Rupanjali Baruah Assam, India
Rain is moving towards an obscure destination, no name, just a place, the address unknown, but
the reason for its arrival is quite known. It will begin some unsavory revelations in some lives.
The sky rumbles in a cloudy, cool manner. The rain, in this way, takes a shorter route to arrive on a chariot driven by a liveried coachman, all in white armor, streaked in gold lineaments. It soon pours upon cobbled paths of a city, frightening horses tied in stables and making them raise their hooves in alarm and restraint, and the paper flowers hanging against muslin ruffles are swaying erratically with the approaching wind. Some girls in blue and white pinafores, ready to step out, are leaning out of balconies to see if the quick shower will interfere with their day’s doings. The traffic lights are soon going to be congested with water pouring down their three colored eyelets, and the concrete seat of the sentry post underneath meant for the patrolling party will remain empty, the sentries will huddle in twos or threes under a large black parasol looking at rooftops and their polished bronze like effects, corroded by the salt in the rain water, while wheels of cars whistle upon puddles on potholes, and one car painted a brilliant red carries telltale smell of a gala night. The clean shirt of the driver, less clean now, looking more like the velvet vest of a ring master, after a clownish act of the previous night.

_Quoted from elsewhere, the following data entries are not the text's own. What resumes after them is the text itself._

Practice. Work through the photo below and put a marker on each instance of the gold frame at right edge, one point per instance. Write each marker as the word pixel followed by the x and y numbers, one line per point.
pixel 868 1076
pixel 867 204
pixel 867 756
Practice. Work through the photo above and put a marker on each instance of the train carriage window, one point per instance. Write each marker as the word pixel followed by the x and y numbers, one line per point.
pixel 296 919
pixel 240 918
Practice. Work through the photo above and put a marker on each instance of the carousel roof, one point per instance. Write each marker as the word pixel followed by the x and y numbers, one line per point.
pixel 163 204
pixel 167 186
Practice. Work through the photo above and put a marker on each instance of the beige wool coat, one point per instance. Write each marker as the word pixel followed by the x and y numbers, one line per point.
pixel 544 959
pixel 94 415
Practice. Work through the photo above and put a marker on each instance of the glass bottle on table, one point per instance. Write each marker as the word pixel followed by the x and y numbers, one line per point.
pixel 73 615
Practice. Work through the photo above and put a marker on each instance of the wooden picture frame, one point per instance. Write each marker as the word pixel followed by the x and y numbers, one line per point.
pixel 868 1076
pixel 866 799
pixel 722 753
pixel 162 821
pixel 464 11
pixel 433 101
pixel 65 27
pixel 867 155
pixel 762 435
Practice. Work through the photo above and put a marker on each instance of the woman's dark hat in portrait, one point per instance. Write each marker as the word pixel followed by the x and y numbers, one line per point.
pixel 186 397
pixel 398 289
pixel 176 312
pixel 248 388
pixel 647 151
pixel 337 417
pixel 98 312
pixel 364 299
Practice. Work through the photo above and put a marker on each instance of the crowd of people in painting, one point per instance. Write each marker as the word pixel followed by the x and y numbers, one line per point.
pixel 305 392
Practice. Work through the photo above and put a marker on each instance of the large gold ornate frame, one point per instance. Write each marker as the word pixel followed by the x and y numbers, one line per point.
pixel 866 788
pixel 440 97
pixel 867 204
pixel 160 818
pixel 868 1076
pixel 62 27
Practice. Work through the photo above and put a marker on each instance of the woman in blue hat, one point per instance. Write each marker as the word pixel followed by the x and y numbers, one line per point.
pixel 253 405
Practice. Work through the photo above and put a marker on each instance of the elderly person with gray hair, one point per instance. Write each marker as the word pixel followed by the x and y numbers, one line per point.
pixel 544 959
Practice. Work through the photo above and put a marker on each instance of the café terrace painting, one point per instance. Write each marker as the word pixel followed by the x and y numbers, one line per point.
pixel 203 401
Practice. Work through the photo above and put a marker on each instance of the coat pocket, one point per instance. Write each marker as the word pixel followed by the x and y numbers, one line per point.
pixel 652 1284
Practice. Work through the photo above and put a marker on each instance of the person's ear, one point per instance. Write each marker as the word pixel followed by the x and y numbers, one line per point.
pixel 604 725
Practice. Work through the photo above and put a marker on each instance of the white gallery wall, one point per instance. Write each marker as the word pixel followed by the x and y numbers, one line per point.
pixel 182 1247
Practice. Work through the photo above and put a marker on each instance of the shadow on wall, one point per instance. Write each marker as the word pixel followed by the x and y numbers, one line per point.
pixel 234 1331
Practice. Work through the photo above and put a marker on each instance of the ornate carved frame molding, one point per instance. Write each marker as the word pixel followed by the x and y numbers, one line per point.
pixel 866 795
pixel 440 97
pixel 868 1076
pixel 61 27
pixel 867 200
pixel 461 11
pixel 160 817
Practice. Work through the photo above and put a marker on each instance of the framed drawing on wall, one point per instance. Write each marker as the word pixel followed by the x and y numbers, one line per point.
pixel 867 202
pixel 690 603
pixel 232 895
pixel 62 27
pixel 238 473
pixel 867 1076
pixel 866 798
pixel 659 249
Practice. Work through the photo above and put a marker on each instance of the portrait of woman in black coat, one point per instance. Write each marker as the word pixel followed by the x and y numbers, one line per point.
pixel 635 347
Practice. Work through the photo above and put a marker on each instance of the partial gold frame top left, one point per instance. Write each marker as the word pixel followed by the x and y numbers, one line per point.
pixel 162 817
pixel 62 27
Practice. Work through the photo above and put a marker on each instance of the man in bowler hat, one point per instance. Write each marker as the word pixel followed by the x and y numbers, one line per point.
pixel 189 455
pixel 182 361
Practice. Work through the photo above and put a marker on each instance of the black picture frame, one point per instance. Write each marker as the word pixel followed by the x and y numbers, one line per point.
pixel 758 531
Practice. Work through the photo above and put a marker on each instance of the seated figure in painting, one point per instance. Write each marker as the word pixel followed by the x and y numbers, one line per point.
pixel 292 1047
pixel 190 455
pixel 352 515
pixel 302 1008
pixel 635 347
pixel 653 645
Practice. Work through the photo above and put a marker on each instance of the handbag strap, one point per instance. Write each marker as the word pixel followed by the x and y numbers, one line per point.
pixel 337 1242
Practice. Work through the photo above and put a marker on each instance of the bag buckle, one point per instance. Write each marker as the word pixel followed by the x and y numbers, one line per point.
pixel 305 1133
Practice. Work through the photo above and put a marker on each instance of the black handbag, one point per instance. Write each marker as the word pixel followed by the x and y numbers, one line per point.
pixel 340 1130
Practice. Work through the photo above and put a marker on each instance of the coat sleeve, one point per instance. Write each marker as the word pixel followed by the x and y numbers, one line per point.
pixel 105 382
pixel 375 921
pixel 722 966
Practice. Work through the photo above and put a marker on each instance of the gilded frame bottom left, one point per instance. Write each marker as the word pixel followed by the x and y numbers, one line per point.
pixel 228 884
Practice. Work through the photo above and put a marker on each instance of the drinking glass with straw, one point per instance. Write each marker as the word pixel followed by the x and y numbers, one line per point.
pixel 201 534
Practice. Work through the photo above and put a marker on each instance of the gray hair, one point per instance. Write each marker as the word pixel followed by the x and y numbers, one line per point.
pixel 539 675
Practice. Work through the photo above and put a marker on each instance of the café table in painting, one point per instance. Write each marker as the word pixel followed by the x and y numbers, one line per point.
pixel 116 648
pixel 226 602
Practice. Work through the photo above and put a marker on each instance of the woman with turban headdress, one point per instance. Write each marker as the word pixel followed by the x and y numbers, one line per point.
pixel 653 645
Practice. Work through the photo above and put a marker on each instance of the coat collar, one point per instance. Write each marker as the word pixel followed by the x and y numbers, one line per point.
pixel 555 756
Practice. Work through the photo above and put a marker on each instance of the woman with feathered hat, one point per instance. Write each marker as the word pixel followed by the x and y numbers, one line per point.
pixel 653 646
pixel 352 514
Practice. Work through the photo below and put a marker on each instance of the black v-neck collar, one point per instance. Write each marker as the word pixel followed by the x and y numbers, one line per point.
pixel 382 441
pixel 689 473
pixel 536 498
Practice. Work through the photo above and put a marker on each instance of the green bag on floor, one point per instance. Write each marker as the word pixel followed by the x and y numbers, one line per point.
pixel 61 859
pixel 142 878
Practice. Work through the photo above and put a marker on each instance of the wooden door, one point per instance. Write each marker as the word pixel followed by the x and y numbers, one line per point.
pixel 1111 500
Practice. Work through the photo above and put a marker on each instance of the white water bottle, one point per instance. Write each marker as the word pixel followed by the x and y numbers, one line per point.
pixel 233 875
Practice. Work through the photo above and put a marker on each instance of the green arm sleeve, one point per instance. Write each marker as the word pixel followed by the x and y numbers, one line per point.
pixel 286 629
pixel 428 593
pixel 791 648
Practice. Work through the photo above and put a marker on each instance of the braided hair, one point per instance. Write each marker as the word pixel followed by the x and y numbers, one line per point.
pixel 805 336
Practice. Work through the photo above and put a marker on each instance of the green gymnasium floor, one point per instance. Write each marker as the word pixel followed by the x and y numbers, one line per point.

Some feel almost a maniacal love for the arriving downpour: they welcome the tumult in every
drop of water. Meanwhile, the rain alters directions several times, moving this way or that, poring now here and then there taking many twists and turns at by lanes and then stops over at a quiet marshland. The oppressive weight of this patch of stagnant water seizes it somewhat, there is an ominous silence in the stillness of this pool of water, the vapors rise up and suffocate, and the fragrances from wild blossoms are gone, like yesterday’s wind, forgotten. The crystalline water drops, their miasma and the debris come together at various places.
It isn’t a godless downpour rejected by the poor just because it lurches through the quagmire of gathering filth at the nearby abattoir house. The offal hanging is too distasteful like a pestilence that some eyes cannot avoid. Time in these moments become mythical, almost a perverse thing. It has no adornment to enhance it; like a baby going senile at its first birth, no one can disprove it.
Paradise cannot be a salacious place unless it is enriched by affection of love because trivial
material catastrophes that occur with this veritable downpour should be ignored. Though rain brings in too many miseries to usurp that right to that paradise and yet jubilation must follow invariably a bitter night metamorphosed by the slim light of dawn and by some other happy occurrences making oblivious the gathering guilt arriving because of the rain.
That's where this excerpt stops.